Secrets never land in git, never appear in the deployed bundle, and are only accessible to the worker itself at runtime. Rotating a key is delete + put + deploy.

Request shapes other than openai-compat

If you need to add a provider that doesn't speak the OpenAI chat completions shape (e.g., AWS Bedrock, Azure OpenAI with its quirky /deployments/<name>/ routing, Google Vertex AI), you'll need to add a fifth RequestShape to the union type and implement a new callXxx function alongside callOpenAICompat, callAnthropic, callGemini, callCloudflareWorkersAi.

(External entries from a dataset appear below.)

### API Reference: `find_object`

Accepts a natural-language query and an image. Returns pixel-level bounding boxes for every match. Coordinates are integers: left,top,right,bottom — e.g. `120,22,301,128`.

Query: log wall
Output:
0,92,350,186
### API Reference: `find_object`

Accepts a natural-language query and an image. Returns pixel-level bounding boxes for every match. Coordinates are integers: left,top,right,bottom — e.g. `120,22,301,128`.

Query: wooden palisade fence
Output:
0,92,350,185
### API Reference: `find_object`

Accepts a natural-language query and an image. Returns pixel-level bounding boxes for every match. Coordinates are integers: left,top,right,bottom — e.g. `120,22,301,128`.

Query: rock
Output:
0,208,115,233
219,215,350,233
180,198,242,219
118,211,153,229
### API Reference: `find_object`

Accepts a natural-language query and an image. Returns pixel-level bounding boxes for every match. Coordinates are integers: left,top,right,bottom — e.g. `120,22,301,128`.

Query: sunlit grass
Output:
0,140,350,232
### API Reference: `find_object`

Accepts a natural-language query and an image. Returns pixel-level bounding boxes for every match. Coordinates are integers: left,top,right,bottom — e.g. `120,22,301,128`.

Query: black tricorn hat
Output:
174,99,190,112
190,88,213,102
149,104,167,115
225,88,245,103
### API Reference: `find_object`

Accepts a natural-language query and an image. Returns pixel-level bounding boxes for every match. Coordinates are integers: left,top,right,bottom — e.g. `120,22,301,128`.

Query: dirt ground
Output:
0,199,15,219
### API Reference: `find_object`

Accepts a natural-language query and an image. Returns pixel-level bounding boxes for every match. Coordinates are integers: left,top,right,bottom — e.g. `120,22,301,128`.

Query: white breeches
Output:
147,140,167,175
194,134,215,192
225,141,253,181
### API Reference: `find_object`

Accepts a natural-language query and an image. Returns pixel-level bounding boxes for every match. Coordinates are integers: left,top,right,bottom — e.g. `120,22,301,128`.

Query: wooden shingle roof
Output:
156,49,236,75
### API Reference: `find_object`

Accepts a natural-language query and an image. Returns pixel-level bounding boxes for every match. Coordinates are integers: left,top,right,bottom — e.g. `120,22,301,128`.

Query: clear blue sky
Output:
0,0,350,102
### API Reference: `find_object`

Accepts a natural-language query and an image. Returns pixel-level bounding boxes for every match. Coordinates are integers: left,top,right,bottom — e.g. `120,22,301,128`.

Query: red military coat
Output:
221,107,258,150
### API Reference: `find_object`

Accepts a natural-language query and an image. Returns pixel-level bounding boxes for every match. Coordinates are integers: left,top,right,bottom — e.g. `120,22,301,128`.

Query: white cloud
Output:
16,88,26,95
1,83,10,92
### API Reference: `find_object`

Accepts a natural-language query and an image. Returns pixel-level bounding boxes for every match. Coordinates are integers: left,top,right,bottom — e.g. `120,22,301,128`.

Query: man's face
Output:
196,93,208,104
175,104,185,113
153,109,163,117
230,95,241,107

The pattern is ~30 lines per shape — use any of the existing four as a template. Then wire it into the switch in callAdapter and add the adapter entry with your new requestShape value.

Local dev

npm install
wrangler dev
# in another terminal:
curl -X POST http://localhost:8787/ask \
  -H "Content-Type: application/json" \
  -d '{"question": "what is the latency budget?", "context": "DLRM-style recommender, 50 sparse lookups per request"}'

Why these specific defaults

The system prompt (SOCRATIC_SYSTEM_PROMPT in src/index.ts) is the single most important piece of code in the file. It's what makes the panel safe to ship — the LLM can only answer clarifying questions, never solve the candidate's problem. Edit it only if you understand the Socratic bargain the panel is selling.

The rate limits are conservative to protect free-tier ceilings. Bump them via env vars once you have a paid key, vendor sponsorship, or a clearer sense of real traffic patterns.